Francesco could not believe that his son would ever be able to take the idea seriously.
But after Antonio read the letter, he thought the idea was fascinating. It was creative and logical. Carrying out the baron’s plan would also be fun! All that Antonio would have to do was walk around Maida like a narcissist, which for him would not be entirely out of character. If he played his part well, he would soon be vulnerable to the seductive intrigues of a beautiful young noblewoman. What could he lose? And if she won his heart, he could cancel those less convenient appointments that his father had arranged out of town—notably the one requiring that Antonio climb on foot up to Polia in the interest of igniting the passions of a shy maiden who probably did belong in a nunnery; and also the long trip down the coast to Bovalino that might subject him and his traveling companions to the raids of highway robbers—and for what? For the chance to dine at the table of a respectable local family and make furtive eye contact with yet another heralded daughter whose beauty and other assets might well exist only in the imagination of her adoring or conniving father.
No, Antonio decided, the baron’s daughter definitely topped the list of possibilities.
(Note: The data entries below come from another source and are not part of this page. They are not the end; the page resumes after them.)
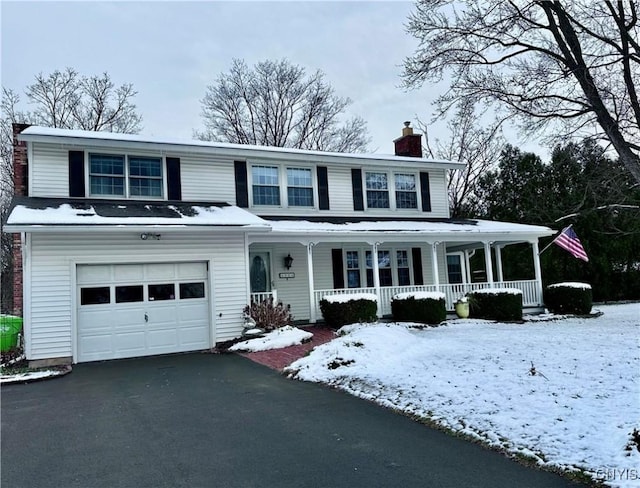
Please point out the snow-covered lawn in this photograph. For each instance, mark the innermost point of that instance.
(283, 337)
(563, 392)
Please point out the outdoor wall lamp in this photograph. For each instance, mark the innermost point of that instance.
(288, 261)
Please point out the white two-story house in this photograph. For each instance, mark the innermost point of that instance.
(127, 245)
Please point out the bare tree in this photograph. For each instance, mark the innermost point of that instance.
(62, 99)
(477, 145)
(275, 103)
(567, 68)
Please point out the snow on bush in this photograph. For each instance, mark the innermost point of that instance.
(571, 284)
(343, 298)
(276, 339)
(420, 295)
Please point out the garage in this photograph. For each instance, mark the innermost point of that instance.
(131, 310)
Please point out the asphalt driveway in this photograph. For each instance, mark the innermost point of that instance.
(202, 420)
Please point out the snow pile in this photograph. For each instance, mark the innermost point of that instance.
(420, 295)
(571, 284)
(283, 337)
(499, 291)
(562, 392)
(348, 297)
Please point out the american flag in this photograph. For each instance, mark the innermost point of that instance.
(569, 240)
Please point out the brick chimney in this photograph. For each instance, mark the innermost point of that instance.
(409, 144)
(20, 188)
She would be the first stop—and, he hoped, the last. A man as ambitious and busy as he was deserved a woman who would court him, saving him valuable time and energy; yes, he had time only for a woman who wanted him desperately, who would lose all pride in claiming him as her own. Now Antonio closed his eyes and fantasized about the aggressive female who would soon make him her prey, a victim of her desire. Fatigued though he was from the interminable, putrid ride on the southern train that ran counter to all of Mussolini’s strong-armed demands for railroad reform, Antonio could barely wait to make himself available to this shocking new proposal of courtsh
ip in reverse.
But as he swung his suitcase onto the platform, he was grabbed from behind and embraced by an older woman. He recognized her immediately—mainly because of what she was wearing: an elegant blue dress that Mademoiselle Topjen had designed for last year’s Paris collections but had been unable to sell even though Antonio had resewn it completely. So he had mailed it to his mother in Maida as a birthday present; and as she wore it now at the station, he was pleased that it fit her so well, although he was upset on seeing the tears in her eyes.
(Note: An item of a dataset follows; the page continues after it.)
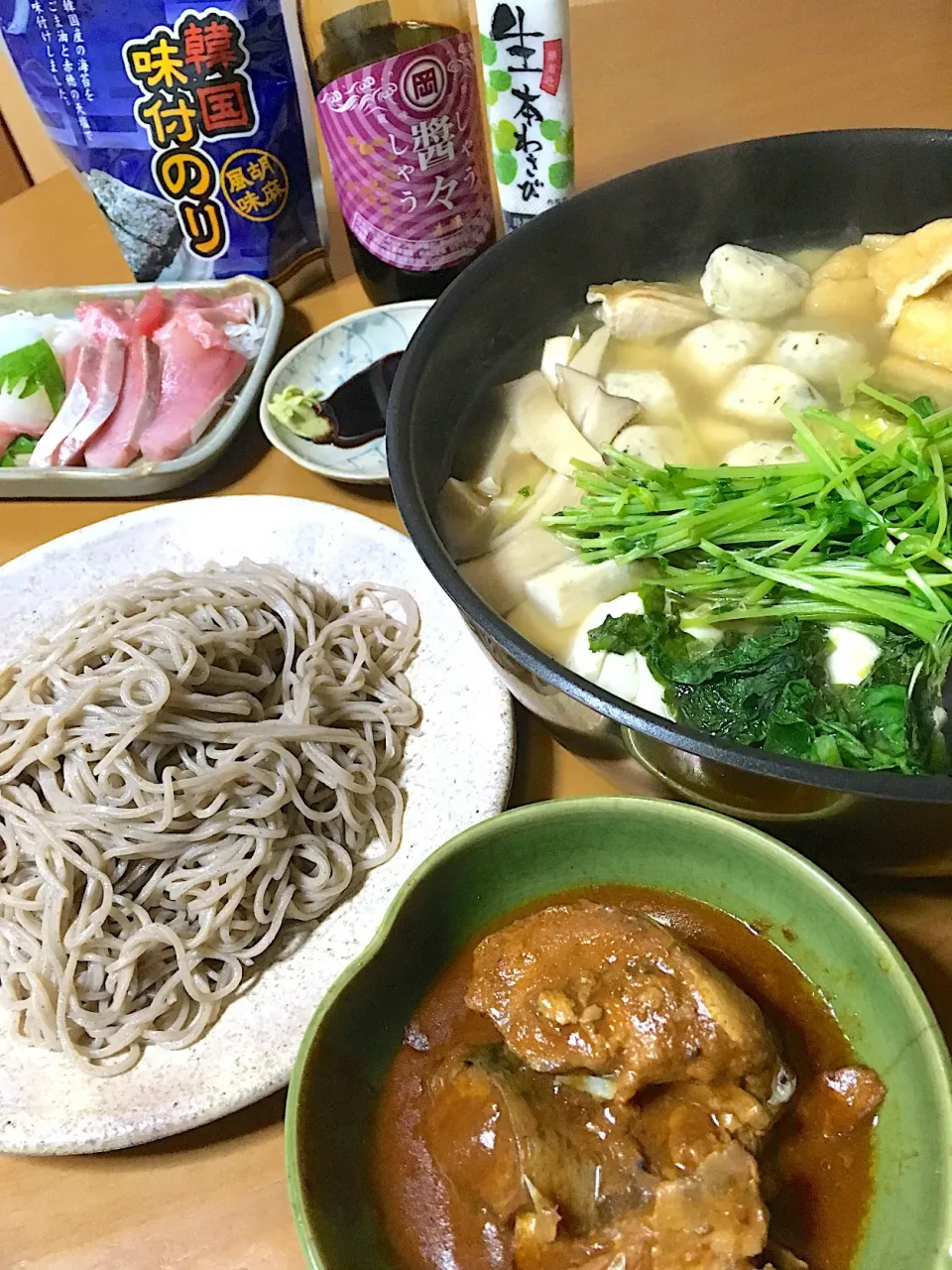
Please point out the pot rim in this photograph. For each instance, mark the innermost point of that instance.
(420, 527)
“Antonio,” Maria cried out, “Antonio …” It was all she could bring herself to say, resting her head on his shoulder until Francesco pulled her away to give his son a paternal kiss on both cheeks. He held Antonio by the shoulders and stood looking at him in silence for several seconds. It was presently so noisy along the platform that conversation was impossible. There were the whistles and hisses of the train, the shouting and shoving of other passengers greeting those who had met them. Glancing behind his father’s back, Antonio studied the townspeople and was bewildered by the proletarian style of dress that so many people seemed to have adopted. Women as well as men were wearing peaked caps, and overalls, and ankle-length boots, and they covered their upper bodies with several layers of sweaters. The Socialist workers had dressed this way in the cities of industrial Europe in an attempt to cushion the blows they received from right-wing strikebreakers; and the abundance of sweaters also made factory floors softer when strikers staged overnight sleep-ins. But Mussolini had long since checked the strikers in northern and central Italy, and in places like Maida there had never been any factories to strike against; and yet this proletarian fashion had somehow filtered down to the rural south, belatedly and incongruously, or perhaps, on second thought, quite properly.